Nos améliorations consistent non seulement dans l'implantation focalement un sphéroïde de gliome, plutôt que l'injection d'une suspension de cellules de gliome dans les couches superficielles du cortex cérébral, mais aussi dans le colmatage du site d'injection par un dextrane gel hémi-bourrelet réticulé qui est collée à la surrounding parenchyme et scellé dure-mère avec cyanoacrylate. Au total, ces mesures imposent l'expansion physiologique et l'infiltration des cellules tumorales à l'intérieur du parenchyme cérébral. Craniotomie a été finalement fermé par une fenêtre en verre collée sur le crâne pour permettre l'imagerie chronique pendant des semaines en l'absence de développement de tissu cicatriciel.

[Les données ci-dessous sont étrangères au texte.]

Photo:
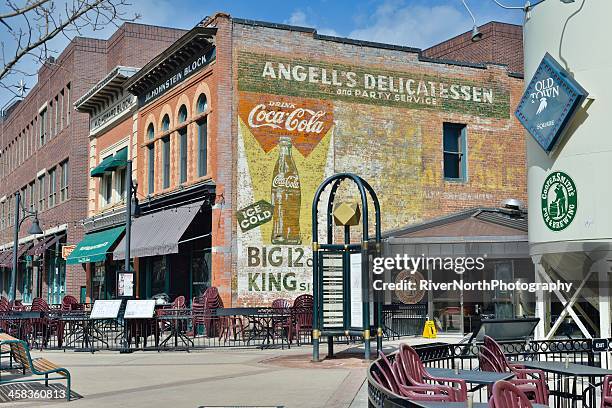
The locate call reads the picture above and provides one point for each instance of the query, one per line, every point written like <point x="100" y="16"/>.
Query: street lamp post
<point x="34" y="230"/>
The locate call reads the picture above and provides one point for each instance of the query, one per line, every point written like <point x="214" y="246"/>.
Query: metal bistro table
<point x="573" y="371"/>
<point x="428" y="404"/>
<point x="176" y="320"/>
<point x="478" y="378"/>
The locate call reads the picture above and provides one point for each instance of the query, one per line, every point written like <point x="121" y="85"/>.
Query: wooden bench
<point x="20" y="353"/>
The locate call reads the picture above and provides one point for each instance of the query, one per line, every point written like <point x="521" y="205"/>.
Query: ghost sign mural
<point x="549" y="103"/>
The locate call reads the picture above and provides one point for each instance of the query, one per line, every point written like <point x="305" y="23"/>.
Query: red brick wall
<point x="82" y="64"/>
<point x="501" y="43"/>
<point x="397" y="149"/>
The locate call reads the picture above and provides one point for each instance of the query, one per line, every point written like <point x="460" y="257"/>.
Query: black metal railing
<point x="184" y="329"/>
<point x="465" y="357"/>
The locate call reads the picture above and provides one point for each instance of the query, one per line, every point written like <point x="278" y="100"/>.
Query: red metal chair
<point x="412" y="372"/>
<point x="536" y="378"/>
<point x="529" y="386"/>
<point x="285" y="325"/>
<point x="202" y="312"/>
<point x="302" y="308"/>
<point x="388" y="377"/>
<point x="507" y="395"/>
<point x="606" y="392"/>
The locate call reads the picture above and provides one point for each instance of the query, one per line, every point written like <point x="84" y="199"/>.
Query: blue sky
<point x="414" y="23"/>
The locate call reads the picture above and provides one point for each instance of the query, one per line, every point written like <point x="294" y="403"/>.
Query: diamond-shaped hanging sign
<point x="347" y="213"/>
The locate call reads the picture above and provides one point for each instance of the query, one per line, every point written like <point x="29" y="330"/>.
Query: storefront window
<point x="26" y="283"/>
<point x="98" y="281"/>
<point x="159" y="274"/>
<point x="56" y="279"/>
<point x="200" y="272"/>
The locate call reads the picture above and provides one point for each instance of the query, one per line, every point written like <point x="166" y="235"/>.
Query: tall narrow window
<point x="50" y="133"/>
<point x="32" y="195"/>
<point x="183" y="154"/>
<point x="151" y="178"/>
<point x="68" y="109"/>
<point x="150" y="132"/>
<point x="106" y="186"/>
<point x="454" y="145"/>
<point x="56" y="115"/>
<point x="64" y="181"/>
<point x="166" y="162"/>
<point x="202" y="103"/>
<point x="43" y="126"/>
<point x="202" y="143"/>
<point x="61" y="101"/>
<point x="41" y="193"/>
<point x="151" y="159"/>
<point x="52" y="189"/>
<point x="165" y="123"/>
<point x="182" y="117"/>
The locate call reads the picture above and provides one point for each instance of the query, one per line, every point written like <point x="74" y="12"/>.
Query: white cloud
<point x="413" y="25"/>
<point x="299" y="18"/>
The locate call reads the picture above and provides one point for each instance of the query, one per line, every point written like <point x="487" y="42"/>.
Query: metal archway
<point x="364" y="248"/>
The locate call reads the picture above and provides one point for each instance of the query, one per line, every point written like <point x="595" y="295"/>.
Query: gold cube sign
<point x="347" y="213"/>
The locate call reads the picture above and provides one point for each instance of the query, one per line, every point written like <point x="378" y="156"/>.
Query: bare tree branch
<point x="32" y="24"/>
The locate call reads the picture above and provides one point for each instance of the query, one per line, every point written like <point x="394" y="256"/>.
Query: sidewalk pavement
<point x="216" y="377"/>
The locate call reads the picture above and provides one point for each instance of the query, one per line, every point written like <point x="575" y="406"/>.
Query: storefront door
<point x="56" y="278"/>
<point x="200" y="272"/>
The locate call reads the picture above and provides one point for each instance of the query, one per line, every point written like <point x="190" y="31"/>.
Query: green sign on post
<point x="559" y="200"/>
<point x="254" y="215"/>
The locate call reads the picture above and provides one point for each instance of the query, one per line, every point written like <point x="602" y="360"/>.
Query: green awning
<point x="119" y="160"/>
<point x="102" y="167"/>
<point x="94" y="247"/>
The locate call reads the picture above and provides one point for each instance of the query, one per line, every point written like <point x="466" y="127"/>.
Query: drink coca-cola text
<point x="298" y="119"/>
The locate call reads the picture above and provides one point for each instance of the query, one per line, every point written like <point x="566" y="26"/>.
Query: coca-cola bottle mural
<point x="286" y="197"/>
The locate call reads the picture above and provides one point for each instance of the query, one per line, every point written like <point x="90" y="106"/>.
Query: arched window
<point x="165" y="123"/>
<point x="150" y="131"/>
<point x="202" y="103"/>
<point x="182" y="114"/>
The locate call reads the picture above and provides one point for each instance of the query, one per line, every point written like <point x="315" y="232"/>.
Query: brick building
<point x="44" y="155"/>
<point x="237" y="123"/>
<point x="501" y="43"/>
<point x="278" y="109"/>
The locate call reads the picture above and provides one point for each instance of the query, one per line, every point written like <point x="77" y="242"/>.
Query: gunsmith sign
<point x="183" y="72"/>
<point x="322" y="80"/>
<point x="114" y="112"/>
<point x="549" y="102"/>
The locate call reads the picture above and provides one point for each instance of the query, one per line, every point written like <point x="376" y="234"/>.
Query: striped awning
<point x="7" y="262"/>
<point x="158" y="233"/>
<point x="43" y="245"/>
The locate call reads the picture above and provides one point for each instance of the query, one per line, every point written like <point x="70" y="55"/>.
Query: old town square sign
<point x="549" y="102"/>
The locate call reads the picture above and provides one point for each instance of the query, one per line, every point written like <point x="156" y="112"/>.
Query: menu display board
<point x="105" y="309"/>
<point x="333" y="292"/>
<point x="139" y="309"/>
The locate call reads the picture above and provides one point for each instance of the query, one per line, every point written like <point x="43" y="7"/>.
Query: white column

Profitant d'animaux transgéniques fluorescentes greffées avec des cellules tumorales fluorescentes, nous avons montré que la dynamique des interactions qui se produisent entre les cellules de gliome, les neurones (par exemple souris Thy1-PCP) et vasculaire (mis en évidence par une injection intraveineuse d'un colorant fluorescent) peuvent être visualisés par intravitale microscopie à deux photons au cours de la progression de la maladie.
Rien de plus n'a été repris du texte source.